Nightmare in Paradise
My story. Feel free to share it (it’s not a secret).
By Kelly Lynn/The Gypsy Sister
Nightmares don’t always come to you when you’re sleeping, or when you’re at home.
I was traveling on back-to-back work trips from Seattle to Santa Cruz when my nightmare hit me. It wasn’t the first time I’d been hit with this particular nightmare, and at this point it had become recurring.
Mid-travel, my dad called me to tell me she was gone. “Vanished,” he’d said.
I screamed. I cried. I yelled at him.
“How did you let this happen?” I asked. He’d promised me she would be safe there. We’d planned for her to have a safe break at his peaceful Maine retreat – hundreds of miles away from the temptations and toxic people that had brought her down.
Yet, she had left his home in the middle of the night. My daughter. She was missing. No note. No text. No clothing. No money. A parent’s worst nightmare.
But, I was scheduled to teach a class in Santa Cruz and I had to do it. My personal life could not affect my work. It didn’t. After all – this was not the first time – and it would not be the last.
The phone finally rang. “Mom, I am okay. I am going to meetings. I dyed my hair when I felt the urge to do drugs – I promise I will not relapse.”
I wanted with all of my heart to believe her, but I knew better. She was on her way to a relapse and I wondered if I would ever see her alive again.
At that point I was midway through my travel track: Philadelphia – Seattle – Santa Cruz with next stops – Honolulu – Maui – before returning to Philadelphia.

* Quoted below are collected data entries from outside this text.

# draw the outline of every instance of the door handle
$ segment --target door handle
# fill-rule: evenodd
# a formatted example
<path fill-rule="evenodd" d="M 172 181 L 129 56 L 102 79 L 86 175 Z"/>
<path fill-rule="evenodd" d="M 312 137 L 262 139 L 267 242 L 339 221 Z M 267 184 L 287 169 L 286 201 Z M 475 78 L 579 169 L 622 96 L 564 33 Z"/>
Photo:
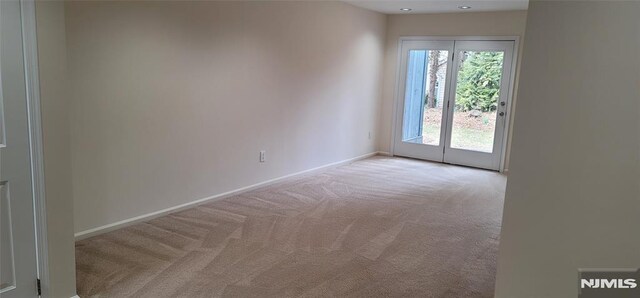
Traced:
<path fill-rule="evenodd" d="M 504 116 L 504 112 L 500 112 L 498 115 L 500 115 L 500 116 Z"/>

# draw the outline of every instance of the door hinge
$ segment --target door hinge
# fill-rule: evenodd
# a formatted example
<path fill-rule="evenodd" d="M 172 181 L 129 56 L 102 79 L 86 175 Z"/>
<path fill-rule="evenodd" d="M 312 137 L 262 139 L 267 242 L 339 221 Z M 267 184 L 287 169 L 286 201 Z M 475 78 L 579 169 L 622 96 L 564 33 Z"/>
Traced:
<path fill-rule="evenodd" d="M 453 57 L 456 55 L 456 53 L 451 53 L 451 61 L 453 61 Z"/>
<path fill-rule="evenodd" d="M 36 287 L 38 288 L 38 296 L 42 295 L 42 286 L 40 285 L 40 279 L 36 279 Z"/>

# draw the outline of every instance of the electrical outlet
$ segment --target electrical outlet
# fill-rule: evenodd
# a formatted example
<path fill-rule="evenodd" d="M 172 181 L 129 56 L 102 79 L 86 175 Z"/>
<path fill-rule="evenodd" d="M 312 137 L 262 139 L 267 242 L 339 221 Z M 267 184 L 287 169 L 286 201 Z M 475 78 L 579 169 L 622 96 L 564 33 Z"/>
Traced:
<path fill-rule="evenodd" d="M 369 140 L 371 140 L 371 131 L 369 131 Z"/>
<path fill-rule="evenodd" d="M 262 150 L 260 151 L 260 162 L 265 162 L 265 161 L 267 161 L 267 151 Z"/>

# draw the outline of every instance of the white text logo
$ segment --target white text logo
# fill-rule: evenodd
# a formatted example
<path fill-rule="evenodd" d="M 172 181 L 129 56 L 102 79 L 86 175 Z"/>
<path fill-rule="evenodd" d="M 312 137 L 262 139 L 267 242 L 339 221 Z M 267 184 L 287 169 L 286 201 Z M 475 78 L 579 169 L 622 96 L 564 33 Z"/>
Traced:
<path fill-rule="evenodd" d="M 634 289 L 638 286 L 633 278 L 627 279 L 604 279 L 604 278 L 582 278 L 580 279 L 581 288 L 590 289 Z"/>

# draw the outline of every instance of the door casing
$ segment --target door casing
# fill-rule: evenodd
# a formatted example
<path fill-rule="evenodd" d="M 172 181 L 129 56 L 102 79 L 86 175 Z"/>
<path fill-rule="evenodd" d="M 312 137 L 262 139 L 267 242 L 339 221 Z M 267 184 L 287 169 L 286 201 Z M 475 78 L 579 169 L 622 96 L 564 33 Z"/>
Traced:
<path fill-rule="evenodd" d="M 518 58 L 520 56 L 520 37 L 519 36 L 402 36 L 398 39 L 397 44 L 397 67 L 396 67 L 396 82 L 394 89 L 394 102 L 393 102 L 393 117 L 391 123 L 391 146 L 390 146 L 390 155 L 395 155 L 395 139 L 397 134 L 397 126 L 398 126 L 398 110 L 403 107 L 403 99 L 404 99 L 404 90 L 401 90 L 401 86 L 404 85 L 402 80 L 402 70 L 404 69 L 403 62 L 403 51 L 402 51 L 402 43 L 404 41 L 513 41 L 513 55 L 511 60 L 511 69 L 509 74 L 509 90 L 507 97 L 507 105 L 505 110 L 507 111 L 507 117 L 504 120 L 504 130 L 503 130 L 503 138 L 502 144 L 500 145 L 502 150 L 502 156 L 500 157 L 500 166 L 499 171 L 505 171 L 505 162 L 506 157 L 508 155 L 507 152 L 507 144 L 510 141 L 509 135 L 511 132 L 511 122 L 513 119 L 513 97 L 515 94 L 515 82 L 517 76 L 518 69 Z M 453 64 L 453 63 L 450 63 Z M 447 82 L 447 85 L 450 85 L 450 82 Z"/>
<path fill-rule="evenodd" d="M 24 51 L 29 145 L 31 147 L 31 181 L 33 183 L 34 221 L 40 297 L 50 297 L 47 208 L 45 200 L 44 146 L 40 110 L 40 76 L 38 69 L 38 37 L 36 0 L 20 0 L 22 14 L 22 47 Z"/>

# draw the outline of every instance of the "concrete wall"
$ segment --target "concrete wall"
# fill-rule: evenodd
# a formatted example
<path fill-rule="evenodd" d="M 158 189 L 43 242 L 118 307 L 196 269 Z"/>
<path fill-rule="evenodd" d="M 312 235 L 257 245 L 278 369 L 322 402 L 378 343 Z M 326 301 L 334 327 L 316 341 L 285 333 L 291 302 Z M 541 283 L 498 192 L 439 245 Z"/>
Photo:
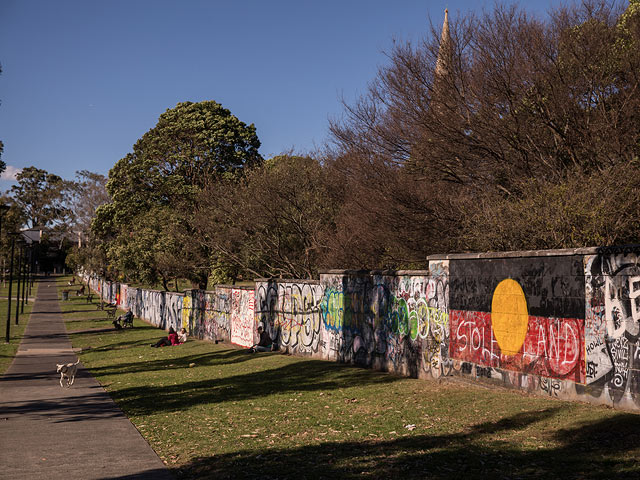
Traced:
<path fill-rule="evenodd" d="M 640 265 L 637 254 L 588 255 L 585 384 L 580 394 L 622 408 L 640 405 Z"/>
<path fill-rule="evenodd" d="M 161 328 L 402 375 L 460 375 L 640 408 L 640 249 L 432 256 L 424 271 L 322 272 L 185 294 L 87 278 Z"/>
<path fill-rule="evenodd" d="M 320 277 L 323 357 L 414 377 L 449 374 L 446 262 Z"/>
<path fill-rule="evenodd" d="M 256 321 L 286 352 L 322 358 L 323 288 L 311 280 L 256 281 Z"/>

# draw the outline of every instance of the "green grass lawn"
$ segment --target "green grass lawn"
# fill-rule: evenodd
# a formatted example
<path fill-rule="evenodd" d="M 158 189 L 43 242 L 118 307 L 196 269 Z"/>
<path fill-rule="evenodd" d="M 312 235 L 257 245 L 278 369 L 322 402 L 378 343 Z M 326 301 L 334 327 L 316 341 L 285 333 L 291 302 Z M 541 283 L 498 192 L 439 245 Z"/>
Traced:
<path fill-rule="evenodd" d="M 36 284 L 37 285 L 37 284 Z M 32 294 L 35 296 L 35 288 L 32 290 Z M 15 286 L 13 289 L 15 293 Z M 6 295 L 6 293 L 5 293 Z M 0 297 L 2 296 L 2 292 L 0 291 Z M 16 312 L 16 302 L 15 297 L 12 295 L 11 299 L 11 325 L 10 325 L 10 335 L 9 335 L 9 343 L 5 343 L 6 341 L 6 332 L 7 332 L 7 300 L 6 298 L 0 298 L 0 325 L 1 331 L 0 335 L 2 340 L 0 340 L 0 375 L 5 373 L 11 362 L 13 362 L 13 357 L 15 357 L 16 352 L 18 351 L 18 346 L 22 341 L 22 335 L 24 334 L 24 330 L 29 322 L 29 318 L 31 315 L 31 308 L 33 307 L 33 302 L 25 303 L 24 305 L 24 313 L 20 313 L 18 316 L 18 325 L 15 323 L 15 312 Z"/>
<path fill-rule="evenodd" d="M 34 283 L 34 285 L 33 285 L 34 288 L 31 289 L 31 296 L 34 297 L 34 298 L 35 298 L 35 295 L 36 295 L 35 285 L 36 284 Z M 11 288 L 11 297 L 14 298 L 14 299 L 16 298 L 16 289 L 17 289 L 17 287 L 18 287 L 18 283 L 17 283 L 17 280 L 14 277 L 13 282 L 12 282 L 12 288 Z M 27 294 L 29 293 L 28 285 L 27 285 L 27 288 L 26 288 L 25 292 Z M 0 280 L 0 298 L 7 298 L 8 294 L 9 294 L 9 280 L 8 280 L 8 278 L 7 278 L 6 284 L 3 284 L 2 280 Z M 20 284 L 20 295 L 22 295 L 22 283 Z"/>
<path fill-rule="evenodd" d="M 612 478 L 640 473 L 640 415 L 115 331 L 61 302 L 80 358 L 178 478 Z M 75 333 L 73 333 L 75 332 Z"/>

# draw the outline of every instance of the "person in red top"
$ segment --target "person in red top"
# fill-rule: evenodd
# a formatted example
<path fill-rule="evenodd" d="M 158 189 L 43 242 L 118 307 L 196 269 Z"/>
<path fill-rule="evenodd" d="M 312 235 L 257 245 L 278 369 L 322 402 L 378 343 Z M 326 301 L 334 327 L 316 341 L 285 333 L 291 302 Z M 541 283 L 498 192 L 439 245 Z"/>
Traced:
<path fill-rule="evenodd" d="M 152 347 L 169 347 L 171 345 L 179 345 L 178 334 L 173 329 L 173 327 L 169 327 L 169 335 L 158 340 L 158 343 L 152 343 Z"/>

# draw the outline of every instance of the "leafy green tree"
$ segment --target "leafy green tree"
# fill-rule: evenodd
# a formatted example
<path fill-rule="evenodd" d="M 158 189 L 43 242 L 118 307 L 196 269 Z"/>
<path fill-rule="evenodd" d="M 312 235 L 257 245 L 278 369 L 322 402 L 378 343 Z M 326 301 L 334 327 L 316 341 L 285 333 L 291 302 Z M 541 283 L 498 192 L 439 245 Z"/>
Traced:
<path fill-rule="evenodd" d="M 69 220 L 69 182 L 36 167 L 25 167 L 16 175 L 10 193 L 29 228 L 53 229 Z"/>
<path fill-rule="evenodd" d="M 22 211 L 17 207 L 15 200 L 7 195 L 0 195 L 0 205 L 8 205 L 9 210 L 2 214 L 2 231 L 0 232 L 0 252 L 5 260 L 4 265 L 9 261 L 9 245 L 11 244 L 9 234 L 19 231 L 24 225 Z"/>
<path fill-rule="evenodd" d="M 191 240 L 188 223 L 195 199 L 206 185 L 259 164 L 259 146 L 255 126 L 214 101 L 180 103 L 160 115 L 109 172 L 111 202 L 92 223 L 109 261 L 147 283 L 179 275 L 206 287 L 210 252 Z"/>

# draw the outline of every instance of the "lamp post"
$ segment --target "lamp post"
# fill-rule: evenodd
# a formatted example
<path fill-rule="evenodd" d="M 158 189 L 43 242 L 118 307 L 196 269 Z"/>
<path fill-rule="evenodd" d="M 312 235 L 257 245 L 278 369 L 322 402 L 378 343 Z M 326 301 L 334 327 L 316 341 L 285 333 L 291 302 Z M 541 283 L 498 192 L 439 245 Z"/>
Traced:
<path fill-rule="evenodd" d="M 25 292 L 27 291 L 27 274 L 29 273 L 29 262 L 27 261 L 28 245 L 24 247 L 24 260 L 22 266 L 22 303 L 20 304 L 20 313 L 24 313 Z"/>
<path fill-rule="evenodd" d="M 23 245 L 22 242 L 19 241 L 18 243 L 18 269 L 17 269 L 17 277 L 18 277 L 18 288 L 16 289 L 16 325 L 18 325 L 18 319 L 20 316 L 20 280 L 22 279 L 22 250 L 23 250 Z"/>
<path fill-rule="evenodd" d="M 13 284 L 13 249 L 16 244 L 16 237 L 14 235 L 11 236 L 11 260 L 9 261 L 9 295 L 7 296 L 7 332 L 5 341 L 9 343 L 9 339 L 11 338 L 11 287 Z"/>
<path fill-rule="evenodd" d="M 33 287 L 33 275 L 35 274 L 35 254 L 34 254 L 34 247 L 33 245 L 31 246 L 31 248 L 29 249 L 29 293 L 28 296 L 31 296 L 31 287 Z"/>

I continued to Honolulu. There was no grandson needing me at that time and I knew there was nothing I could do beyond all the measures I had already provided to my daughter for her healing. I needed my own healing. My time and space after a hectic work schedule and ongoing family chaos. I was depleted. I hit my first beach the hour after arrival. It was the first time I felt peace that year. If Hawaii could do this for me within my first hour of arrival, I knew I had made the right decision. And I had. Nothing would have been different had I returned home early except that I would have harbored resentment toward my daughter and lacked the serenity brought to me by the salty waves of the Hawaiian shore.